Carry on Camping on the Med
For families the large and well-run campsites are always a favourable option for the fun-loving socialites. These seasonal installations become international villages of pre-fab dwellings, atmospheric sounds and the smell of smoky barbecues in the summer.
Camp du Pylone and Camp Antipolis are the biggest and most popular and offer lots of activities and amenities as well as shade provided by plenty of trees. Natures leafy umbrellas will protect you from that hot afternoon Mediterranean sunsine.
The campsites are also a great place for children to mix and have fun with other kids from many other countries. You can also enjoy quality food at reasonable prices or even some bog-standard plain fare in local eateries that will suffice for the non-demanding.
Splashing out on the Main
Another great activity for children is the aquatic extravaganzas at 'Marineland' where they can enjoy the amazing stunts and tricks of well-trained dolphins and killer whales.
Other animals such as polar bears, sea-lions and penguins can be also be seen and hopefully they are well acclimatised to their decidedly non-Artic surroundings.
On the downside, on our visit we had to endure some tedious entertainment in the human form of dancers and trapeze artists. They merely served as fillers before the water-borne stars of the show made their appearance.

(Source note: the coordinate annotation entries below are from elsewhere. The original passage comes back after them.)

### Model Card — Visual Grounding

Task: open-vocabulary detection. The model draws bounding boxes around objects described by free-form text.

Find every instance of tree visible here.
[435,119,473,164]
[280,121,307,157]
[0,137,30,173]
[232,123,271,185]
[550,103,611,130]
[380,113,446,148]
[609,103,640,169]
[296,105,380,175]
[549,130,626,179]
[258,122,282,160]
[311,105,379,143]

Plus, like many theme parks and festival sites, the only exit from the place is through the shop. Tears and tantrums from the excited little ones can spoil the end of a pleasurable, although expensive visit.

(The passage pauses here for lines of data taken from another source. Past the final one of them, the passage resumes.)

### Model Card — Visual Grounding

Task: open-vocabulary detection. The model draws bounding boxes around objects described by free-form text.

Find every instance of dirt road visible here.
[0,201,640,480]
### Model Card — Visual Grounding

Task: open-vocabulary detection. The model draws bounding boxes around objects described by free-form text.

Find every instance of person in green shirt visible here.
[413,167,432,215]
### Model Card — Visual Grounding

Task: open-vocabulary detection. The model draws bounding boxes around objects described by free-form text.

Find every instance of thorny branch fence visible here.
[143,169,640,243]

Flash Hotels and Fine Restaurants
As you would expect there are plenty of hotels to stay which range from basic to luxury. The high end of the market includes such places as the Cap d'Antibes 'Beach Hotel', the 'Hotel Imperial Garoupe' and the grand sounding 'Hotel Belle Rives', which was once the home of the exalted F. Scott Fitzgerald.
For those with only a few euros to splash about there are some nice budget hotels around. The 'Astor Hotel', with its studio apartments, offer self-catering holidays. In nearby Juans-les-Pins there are the 'Le Grand Pavois' and the 'Hotel Colbert' which are comfortable and are even pet-friendly hotels.
For delicious food the restaurants 'Le Vauban' and 'Le Restaurant Le 44' come highly recommended for French cuisine and are certainly among the best in town.
But there is also the celebrated 'Le Zinc' which is quite small so make sure you book in advance and 'Le Phenica' Lebanese restaurant for a taste of something different.
Flora and Fauna along the Shore
Beginning at the ramparts of the Old Town, there is also a 5km coastal walk from where you can enjoy the scenery at a relaxed pace. It meanders around the rocky coastline as far as the famous Cap d'Antibes with it's luxury villas beloved of international celebrities.
There you will also find the aforementioned 'Thuret Botanic Gardens' and the parkland of the 'Villa Eilenroc' built in 1867 and designed by Charles Garnier. Not only that but for lovers of nature there's even more as you finally arrive at the 'Sentier des Douaniers' with its landscaped gardens of many colourful flowers.
If you want to see the sun shimmering on the horizon then you'll need to get up early.
Antibes postion facing south-east on the coast mean that sunset takes place behind the hills.
But you can be assured of joining the giant figure of the huge 'Nomade' sculpture created by the Catalan artist Jaume Plensa which depicts a man staring out to the sea. The French always have an amazing habit of startling with the unusual.
And so you have a holiday experience that is second to none and a place that is so easy to return. There is always more to see and do in the South of France and the town of Antibes-sur-Mer is a perfect hub for you travels.
But of course you don't have to be in the upper echelons of the high-class internationals to enjoy the fantastic experience and prestige of being in the waters of the French Mediterranean.
Taste the croissant, sip the wine and soak up the sun in this unforgettable Gallic paradise.